2. Mengeluarkan ORI (Oeang Republik Indonesia)
Ketika keadaan mulai stabil, Pemerintah Indonesia mengeluarkan mata uang sendiri. Tepatnya pada tanggal 30 Oktober 1946 mengeluarkan mata uang kertas pertama kali dan dikenal zaman dahulu ada ORI. Mata uang satu ini digunakan untuk alat pembayaran yang resmi dan sebagai pengganti dari mata uang Jepang yang sempat beredar.
Untuk mengatasi inflasi tersebut, kebijakannya setiap seribu mata uang Jepang mempunyai nilai satu rupiah ORI. Jumlahnya pun masih sangat dibatasi, untuk satu keluarga saja hanya boleh memiliki Rp. 300 ORI dan belum berkeluarga sebesar Rp. 100 ORI. Hadirnya mata uang ORI tersebut, mata uang Belanda dan Jepang tidak berlaku lagi.

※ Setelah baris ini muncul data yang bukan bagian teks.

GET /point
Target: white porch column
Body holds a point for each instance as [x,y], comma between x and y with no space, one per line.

3. Bentuk Bank Negara Indonesia
Akibat adanya peredaran mata uang ORI, ternyata membuat permasalahan baru kembali hadir. Karena peredaran terkait ORI tidak terkendali dan memicu inflasi akan hadir ditengah masyarakat. Sehingga untuk mengatasi permasalahan tersebut, Pemerintah Indonesia membentuk Bank Negara Indonesia.

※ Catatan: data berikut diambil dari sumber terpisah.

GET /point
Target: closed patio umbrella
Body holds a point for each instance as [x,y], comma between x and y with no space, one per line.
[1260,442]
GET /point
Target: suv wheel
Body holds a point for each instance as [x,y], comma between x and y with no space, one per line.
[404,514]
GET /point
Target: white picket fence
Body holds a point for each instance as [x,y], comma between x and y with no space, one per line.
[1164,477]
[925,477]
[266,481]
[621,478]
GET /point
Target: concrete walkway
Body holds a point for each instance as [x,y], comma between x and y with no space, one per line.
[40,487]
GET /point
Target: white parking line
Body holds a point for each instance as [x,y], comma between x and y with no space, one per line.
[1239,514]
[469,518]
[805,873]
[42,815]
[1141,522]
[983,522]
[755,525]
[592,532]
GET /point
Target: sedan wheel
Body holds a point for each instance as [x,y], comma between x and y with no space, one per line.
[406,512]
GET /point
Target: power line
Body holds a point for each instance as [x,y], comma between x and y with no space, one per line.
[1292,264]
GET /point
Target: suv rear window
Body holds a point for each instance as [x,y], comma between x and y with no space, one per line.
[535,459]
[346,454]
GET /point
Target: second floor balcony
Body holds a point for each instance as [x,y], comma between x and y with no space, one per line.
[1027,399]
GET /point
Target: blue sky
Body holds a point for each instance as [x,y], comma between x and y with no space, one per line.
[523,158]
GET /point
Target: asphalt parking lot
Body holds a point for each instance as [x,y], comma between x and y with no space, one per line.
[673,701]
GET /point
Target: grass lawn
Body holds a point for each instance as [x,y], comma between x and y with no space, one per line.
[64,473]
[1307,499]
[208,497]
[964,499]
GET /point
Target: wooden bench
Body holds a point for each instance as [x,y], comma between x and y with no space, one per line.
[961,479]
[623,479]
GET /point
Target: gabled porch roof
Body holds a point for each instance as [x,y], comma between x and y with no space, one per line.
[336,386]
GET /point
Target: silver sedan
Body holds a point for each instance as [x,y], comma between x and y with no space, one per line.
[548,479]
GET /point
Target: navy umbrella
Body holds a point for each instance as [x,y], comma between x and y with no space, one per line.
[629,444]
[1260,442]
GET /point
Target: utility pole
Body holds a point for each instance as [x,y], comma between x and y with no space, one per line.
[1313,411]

Tepatnya pada 1 November 1946, Indonesia meresmikan Bank Negara Indonesia 46 sebagai bagian dari bank utama atau induk. Awal mula pendiriannya pun berasal dari Yayasan Pusat Bank yang didirikan oleh Margono Djojohadikusumo. Saat itu, Pemerintah Indonesia melalui menteri keuangan Syafruddin Prawiranegara mengelola BNI 46 tersebut.
Melihat kondisi Indonesia kala itu, maka pinjaman nasional termasuk dalam program strategis untuk menyelamatkan bangsa dan negara. Apalagi kas negara yang hampir habis membuat tokoh nasional harus mencari alternatif dan jalan tengah atas permasalahan tersebut.